What Didn’t Work So Well
- Database selection was one of the challenges. At the beginning of the project, we implemented the database through PostgreSQL, but we had to modify it due to the fact that it cannot be distributed online for free.
- Streamlit is Python-based, and it’s not easy to customize the design or functionality. Because of this, we were unable to customize the UI, and we were unable to handle the delay when loading images, which is likely due to the fact that it is not asynchronous despite using cache.
Future Improvements
- If we were to start a business, we could collaborate with actual stores to manage and recommend their inventory effectively.

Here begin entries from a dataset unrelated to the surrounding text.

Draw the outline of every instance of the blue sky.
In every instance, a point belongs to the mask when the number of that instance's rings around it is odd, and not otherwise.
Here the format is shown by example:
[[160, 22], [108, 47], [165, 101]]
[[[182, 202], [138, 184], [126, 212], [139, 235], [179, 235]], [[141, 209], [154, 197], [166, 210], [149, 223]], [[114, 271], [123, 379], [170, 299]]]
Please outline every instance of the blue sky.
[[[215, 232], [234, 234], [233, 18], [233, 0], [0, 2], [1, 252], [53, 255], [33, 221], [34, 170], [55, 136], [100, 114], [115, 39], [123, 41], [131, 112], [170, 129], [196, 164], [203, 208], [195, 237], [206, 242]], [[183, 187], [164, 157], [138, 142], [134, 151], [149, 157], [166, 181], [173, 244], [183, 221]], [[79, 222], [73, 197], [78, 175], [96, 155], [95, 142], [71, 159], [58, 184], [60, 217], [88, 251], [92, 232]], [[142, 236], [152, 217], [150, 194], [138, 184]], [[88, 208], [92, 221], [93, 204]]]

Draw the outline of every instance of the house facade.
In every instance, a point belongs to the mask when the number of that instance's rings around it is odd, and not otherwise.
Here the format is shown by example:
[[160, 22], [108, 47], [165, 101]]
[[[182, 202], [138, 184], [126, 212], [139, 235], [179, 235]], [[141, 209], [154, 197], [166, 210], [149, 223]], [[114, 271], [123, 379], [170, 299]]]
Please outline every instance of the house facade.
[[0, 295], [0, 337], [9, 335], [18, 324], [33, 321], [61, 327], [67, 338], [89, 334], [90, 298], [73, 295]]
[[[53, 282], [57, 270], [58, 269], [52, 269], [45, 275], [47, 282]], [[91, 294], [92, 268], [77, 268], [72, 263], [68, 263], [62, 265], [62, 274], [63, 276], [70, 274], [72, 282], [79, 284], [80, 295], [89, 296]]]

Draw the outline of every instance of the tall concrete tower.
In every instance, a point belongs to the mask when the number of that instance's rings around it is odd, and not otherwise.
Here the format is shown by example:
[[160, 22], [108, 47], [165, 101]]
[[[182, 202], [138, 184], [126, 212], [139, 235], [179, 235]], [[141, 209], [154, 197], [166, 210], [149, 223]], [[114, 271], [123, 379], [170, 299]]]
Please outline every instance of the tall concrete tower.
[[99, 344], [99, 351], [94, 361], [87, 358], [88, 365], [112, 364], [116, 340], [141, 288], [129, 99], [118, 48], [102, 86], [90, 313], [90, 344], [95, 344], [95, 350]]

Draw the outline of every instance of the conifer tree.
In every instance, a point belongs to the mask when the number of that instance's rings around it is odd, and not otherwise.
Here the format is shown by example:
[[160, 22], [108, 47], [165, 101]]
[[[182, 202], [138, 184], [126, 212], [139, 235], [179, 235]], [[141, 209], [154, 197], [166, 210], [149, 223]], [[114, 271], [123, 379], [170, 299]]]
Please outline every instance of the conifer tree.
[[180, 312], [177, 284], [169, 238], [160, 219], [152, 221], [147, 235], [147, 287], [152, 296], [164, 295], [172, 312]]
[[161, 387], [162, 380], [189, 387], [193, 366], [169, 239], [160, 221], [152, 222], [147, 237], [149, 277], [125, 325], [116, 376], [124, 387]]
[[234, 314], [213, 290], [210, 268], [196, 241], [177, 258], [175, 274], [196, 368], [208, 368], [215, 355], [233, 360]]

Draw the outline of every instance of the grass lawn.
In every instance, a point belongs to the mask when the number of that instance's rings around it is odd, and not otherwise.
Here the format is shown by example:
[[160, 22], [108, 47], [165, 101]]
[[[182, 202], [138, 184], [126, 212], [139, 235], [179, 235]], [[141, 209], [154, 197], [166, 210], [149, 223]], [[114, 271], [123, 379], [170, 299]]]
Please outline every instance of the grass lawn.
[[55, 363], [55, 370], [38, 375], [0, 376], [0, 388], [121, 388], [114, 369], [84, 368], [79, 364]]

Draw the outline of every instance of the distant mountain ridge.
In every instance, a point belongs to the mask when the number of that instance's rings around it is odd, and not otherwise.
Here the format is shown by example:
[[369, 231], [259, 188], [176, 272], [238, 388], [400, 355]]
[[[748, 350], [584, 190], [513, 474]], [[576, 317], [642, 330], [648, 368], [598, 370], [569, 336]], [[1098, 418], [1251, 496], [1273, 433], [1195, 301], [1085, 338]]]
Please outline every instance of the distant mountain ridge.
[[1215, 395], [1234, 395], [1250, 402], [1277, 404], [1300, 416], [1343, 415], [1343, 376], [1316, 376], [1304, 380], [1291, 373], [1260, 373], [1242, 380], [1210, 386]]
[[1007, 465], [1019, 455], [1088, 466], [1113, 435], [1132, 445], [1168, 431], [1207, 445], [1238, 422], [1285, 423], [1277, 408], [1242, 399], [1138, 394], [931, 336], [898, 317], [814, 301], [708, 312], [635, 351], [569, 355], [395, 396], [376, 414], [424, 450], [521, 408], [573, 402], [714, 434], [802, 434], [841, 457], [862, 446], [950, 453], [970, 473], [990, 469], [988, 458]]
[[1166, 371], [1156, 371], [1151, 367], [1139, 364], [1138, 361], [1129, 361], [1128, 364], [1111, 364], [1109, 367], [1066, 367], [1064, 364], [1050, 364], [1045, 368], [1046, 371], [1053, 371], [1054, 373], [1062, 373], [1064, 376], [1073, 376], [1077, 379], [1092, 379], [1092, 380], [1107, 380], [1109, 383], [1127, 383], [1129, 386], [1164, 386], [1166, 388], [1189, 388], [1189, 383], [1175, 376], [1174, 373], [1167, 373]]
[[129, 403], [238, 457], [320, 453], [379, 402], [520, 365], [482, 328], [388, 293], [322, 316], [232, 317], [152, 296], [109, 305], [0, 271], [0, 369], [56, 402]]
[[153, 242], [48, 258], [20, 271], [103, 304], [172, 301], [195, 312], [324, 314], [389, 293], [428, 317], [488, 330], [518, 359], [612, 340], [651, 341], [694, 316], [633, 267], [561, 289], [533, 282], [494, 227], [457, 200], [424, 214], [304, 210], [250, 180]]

- We could enhance speed and security by leveraging services like Cloudflare. Additionally, we could build a database using PostgreSQL, which we previously struggled with.
- We could visualize the embeddings of wines and users to provide users with a visual representation of similarity and similarity scores.
Broader Impacts
Possible intended uses
- Providing personalized wine recommendations to wine enthusiasts for an enjoyable wine exploration experience.
- Assisting sellers in inventory management to minimize stock loss.
Possible unintended uses
- Underage individuals using the service to engage in immature drinking behavior.
- Service promoting excessive alcohol consumption through wine purchase encouragement.
Design decisions for harm mitigation
- Age restrictions and user authentication during registration to restrict access for underage individuals.
- Providing users with information on appropriate alcohol consumption and promoting a healthy drinking culture.
- Offering guidance and warning messages emphasizing responsibility and the impact of wine consumption.
Through these design decisions, efforts have been made to minimize harm resulting from unintended use and ensure the safety and ethics of the service.